One key feature of digital transformation consulting is defining a digital strategy and incorporating it into the business strategy. That also involves clarifying and exploiting the potential offered by robots, smart automation and a digital workforce, and KPMG has invested heavily in the development of new process automation platforms to do just that. KPMG had the chance to develop new digital strategies for both finance and industrial clients, and we also supported our clients from the public administration sector by providing quality assurance services for their large-scale transformation programs.
KPMG hereby acknowledges the report on the Federal Audit Oversight Authority’s (FAOA) ad hoc review. This review represents an important component of the systematic analysis of roles played by the various governmental and private players involved in the events surrounding PostBus Switzerland Ltd. This further includes the independent investigation conducted by Kellerhals Carrard and the opinion prepared by three independent experts (Andreas Donatsch, Stephan Bachmann and Felix Uhlmann) on Kellerhals Carrard’s investigation report. The ad hoc review conducted by the FAOA looked at the quality of the work performed by the auditor with respect to its attestation of the annual financial statements of the Swiss Post Group and PostBus Switzerland Ltd (the entity); it did not, however, include the audit of the entity’s financial reporting under subsidy law.
KPMG appreciates the FAOA’s important role and efforts to safeguard the quality of audit services provided in Switzerland. Accordingly, the FAOA had our full cooperation and we are taking the findings of this review very seriously: We have agreed on several forward-looking measures with the FAOA, some of which have already been implemented. These will help us strengthen the quality of our audits even further.
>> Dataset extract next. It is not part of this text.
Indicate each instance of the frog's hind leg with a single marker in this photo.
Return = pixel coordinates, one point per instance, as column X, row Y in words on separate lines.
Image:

Clarifying the question of how an auditor should take subsidy law into consideration in the future when auditing companies entitled to compensatory payments is important to us. Against that backdrop, we welcome the candid discussion between the Parliament and Federal Council as well as the talks currently underway between the Federal Office of Transport, the Public Transport Association and EXPERTsuisse regarding the supervisory authority’s audits under subsidy law. They highlight the need to take legislative action and will help harmonize, at least to a certain extent, the apparently very different expectations of transport companies, statutory auditors, the government and the general public. KPMG is ready to make an important contribution to these efforts.